Hi! I am Ayush a CS Senior at Indian Institute of Technology Roorkee. I am currently interseted in Deep learning and am also exploring a lot of other stuff ranging from robotics, finance, blockchain to pyschology or philosphy. At IIT Roorkee, I am also one of the co-presidents of a deep learning research centric discussion group called the Vision and Language Group and am also the Chair of ACM IIT Roorkee Student Chapter and an executive member of the newly formed Quantum Computing Group, under ACM IITR.
I am currently working as an undergraduate research intern at RVL Lab at University Of Toronto led by Prof. Florian Shkurti. In the past I have also had the pleasure of being part of various deep learning research labs, namely Video Analytics Lab at IISc Bangalore led by Prof. Venkatesh Babu, MIDAS IIITD led by Prof. Rajiv Ratn Shah and Prof. Katerina Fragkiadaki’s lab at MLD CMU. I also worked as a Data and Applied Scientist Intern at Micrsoft IDC Hyderabad in summer 2021.

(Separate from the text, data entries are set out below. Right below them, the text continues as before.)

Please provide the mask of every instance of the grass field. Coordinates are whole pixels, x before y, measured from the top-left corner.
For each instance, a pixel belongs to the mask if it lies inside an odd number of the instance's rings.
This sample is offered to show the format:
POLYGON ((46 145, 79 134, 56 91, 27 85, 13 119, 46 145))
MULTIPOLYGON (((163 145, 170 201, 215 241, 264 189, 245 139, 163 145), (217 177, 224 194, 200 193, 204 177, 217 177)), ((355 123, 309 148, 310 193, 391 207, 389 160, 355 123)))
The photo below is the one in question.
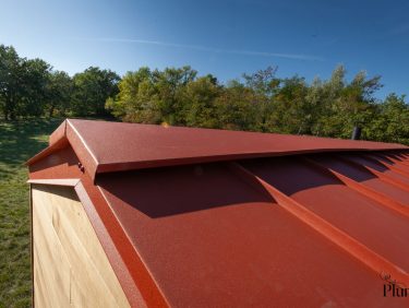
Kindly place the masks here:
POLYGON ((0 307, 31 307, 27 169, 61 119, 0 120, 0 307))

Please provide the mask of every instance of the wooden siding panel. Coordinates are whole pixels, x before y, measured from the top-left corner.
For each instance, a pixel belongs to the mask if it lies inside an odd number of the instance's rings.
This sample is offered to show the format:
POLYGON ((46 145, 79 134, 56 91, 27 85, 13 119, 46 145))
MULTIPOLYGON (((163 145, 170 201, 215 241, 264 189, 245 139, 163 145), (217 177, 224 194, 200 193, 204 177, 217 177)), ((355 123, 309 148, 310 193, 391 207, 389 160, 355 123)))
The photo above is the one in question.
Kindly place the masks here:
POLYGON ((33 185, 36 307, 129 307, 74 190, 33 185))

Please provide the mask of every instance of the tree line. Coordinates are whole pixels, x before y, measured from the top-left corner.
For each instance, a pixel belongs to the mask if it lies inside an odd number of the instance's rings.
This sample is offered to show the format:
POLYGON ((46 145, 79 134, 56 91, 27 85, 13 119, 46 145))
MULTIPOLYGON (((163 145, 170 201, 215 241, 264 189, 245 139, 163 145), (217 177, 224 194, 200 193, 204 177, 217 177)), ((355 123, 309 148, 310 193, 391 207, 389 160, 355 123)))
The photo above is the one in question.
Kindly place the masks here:
POLYGON ((279 78, 268 67, 221 83, 191 67, 140 68, 120 78, 91 67, 70 76, 41 59, 0 46, 3 119, 39 116, 108 117, 141 123, 350 138, 409 144, 405 95, 377 99, 381 76, 358 72, 350 81, 337 67, 329 79, 279 78))

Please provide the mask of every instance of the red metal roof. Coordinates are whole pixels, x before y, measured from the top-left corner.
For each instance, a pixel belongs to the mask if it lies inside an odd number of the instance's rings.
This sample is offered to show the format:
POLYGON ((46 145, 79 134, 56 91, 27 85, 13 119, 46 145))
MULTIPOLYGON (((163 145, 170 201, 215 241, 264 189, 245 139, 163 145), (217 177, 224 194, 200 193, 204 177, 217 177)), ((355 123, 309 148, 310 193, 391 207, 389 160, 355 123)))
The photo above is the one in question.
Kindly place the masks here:
POLYGON ((80 179, 148 306, 407 307, 384 285, 409 287, 408 150, 69 120, 29 168, 80 179))
POLYGON ((67 139, 75 144, 93 178, 107 171, 238 158, 408 149, 369 141, 70 119, 51 134, 49 150, 67 139))

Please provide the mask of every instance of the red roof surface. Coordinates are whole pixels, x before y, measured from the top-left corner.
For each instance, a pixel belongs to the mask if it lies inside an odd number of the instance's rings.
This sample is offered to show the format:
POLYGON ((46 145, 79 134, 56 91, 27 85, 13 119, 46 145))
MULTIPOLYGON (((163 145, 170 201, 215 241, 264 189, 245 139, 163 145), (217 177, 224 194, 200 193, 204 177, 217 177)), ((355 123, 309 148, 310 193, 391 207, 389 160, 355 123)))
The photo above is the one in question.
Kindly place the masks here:
POLYGON ((75 153, 93 178, 107 171, 237 158, 407 149, 369 141, 71 119, 51 134, 50 147, 63 139, 75 144, 75 153))
POLYGON ((133 306, 407 307, 408 150, 68 120, 28 164, 84 185, 133 306))

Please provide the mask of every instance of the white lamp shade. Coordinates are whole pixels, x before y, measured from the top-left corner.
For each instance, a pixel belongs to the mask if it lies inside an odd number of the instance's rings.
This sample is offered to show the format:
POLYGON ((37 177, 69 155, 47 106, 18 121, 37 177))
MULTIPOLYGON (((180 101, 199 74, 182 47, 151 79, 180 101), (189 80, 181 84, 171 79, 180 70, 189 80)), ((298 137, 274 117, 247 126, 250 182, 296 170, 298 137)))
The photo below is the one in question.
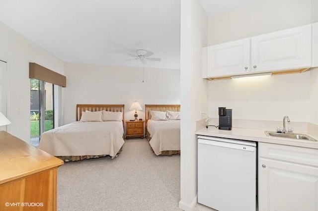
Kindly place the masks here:
POLYGON ((6 125, 9 124, 11 124, 11 122, 0 112, 0 126, 6 125))
POLYGON ((135 101, 133 103, 133 105, 131 105, 129 110, 142 110, 143 108, 140 106, 140 105, 137 101, 135 101))

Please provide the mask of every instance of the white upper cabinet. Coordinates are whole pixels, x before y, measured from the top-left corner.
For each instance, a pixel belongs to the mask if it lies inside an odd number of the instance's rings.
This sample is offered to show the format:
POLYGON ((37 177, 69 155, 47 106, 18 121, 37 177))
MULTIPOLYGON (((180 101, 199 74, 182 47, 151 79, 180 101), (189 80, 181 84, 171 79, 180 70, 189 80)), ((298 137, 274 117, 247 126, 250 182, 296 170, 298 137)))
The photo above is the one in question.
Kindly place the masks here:
POLYGON ((222 76, 248 72, 250 66, 249 38, 207 47, 207 76, 222 76))
POLYGON ((318 66, 318 23, 211 46, 202 52, 203 78, 318 66))
POLYGON ((311 24, 253 37, 251 40, 252 72, 312 65, 311 24))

Professional stuff aside, I am a die-hard anime fan, an avid reader, occassional writer ( checkout my Medium account :P ) and a lifelong learner who’s always up for a good conversation.
B.Tech. in Computer Science, 2022
Indian Institute Of Technology Roorkee
In the financial realm, profit generation greatly relies on the complicated task of stock prediction. Lately, neural methods have shown success in exploiting stock affecting signals from textual data across news and tweets to forecast stock performance. However, the dynamic, stochastic, and variably influential nature of text and prices makes it difficult to train neural stock trading models, limiting predictive performance and profits. To transcend this limitation, we propose a novel multimodal curriculum learning approach: FinCLASS, which evaluates stock affecting signals via entropybased heuristics and measures their linguistic and price-based complexities in a time-aware, hierarchical fashion. We show that training financial models can benefit by exposing neural networks to easier examples of stock affecting signals early during the training phase, before introducing samples having more complex linguistic and pricebased temporal variations. Through experiments on benchmark English tweets and Chinese financial news spanning two major indexes and four global markets, we show how FinCLASS outperforms state-of-the-art across financial tasks of stock movement prediction, volatility regression, and profit generation. Through ablative and qualitative experiments, we set the case for FinCLASS as a generalizable framework for developing natural language-centric neural models for financial tasks.
We propose an unsupervised method for detecting and tracking moving objects in 3D, in unlabelled RGB-D videos. The method begins with classic handcrafted techniques for segmenting objects using motion cues: we estimate optical flow and camera motion, and conservatively segment regions that appear to be moving independently of the background. Treating these initial segments as pseudo-labels, we learn an ensemble of appearance-based 2D and 3D detectors, under heavy data augmentation. We use this ensemble to detect new instances of the ‘moving’ type, even if they are not moving, and add these as new pseudo-labels. Our method is an expectation-maximization algorithm, where in the expectation step we fire all modules and look for agreement among them, and in the maximization step we re-train the modules to improve this agreement. The constraint of ensemble agreement helps combat contamination of the generated pseudo-labels (during the E step), and data augmentation helps the modules generalize to yet-unlabelled data (during the M step). We compare against existing unsupervised object discovery and tracking methods, using challenging videos from CATER and KITTI, and show strong improvements over the state-of-the-art.
Stock price movement and volatility prediction aim to predict stocks' future trends to help investors make sound investment decisions and model financial risk. Companies' earnings calls are a rich, underexplored source of multimodal information for financial forecasting. However, existing fintech solutions are not optimized towards harnessing the interplay between the multimodal verbal and vocal cues in earnings calls. In this work, we present a multi-task solution that utilizes domain specialized textual features and audio attentive alignment for predictive financial risk and price modeling. Our method advances existing solutions in two aspects: 1) tailoring a deep multimodal text-audio attention model, 2) optimizing volatility, and price movement prediction in a multi-task ensemble formulation. Through quantitative and qualitative analyses, we show the effectiveness of our deep multimodal approach.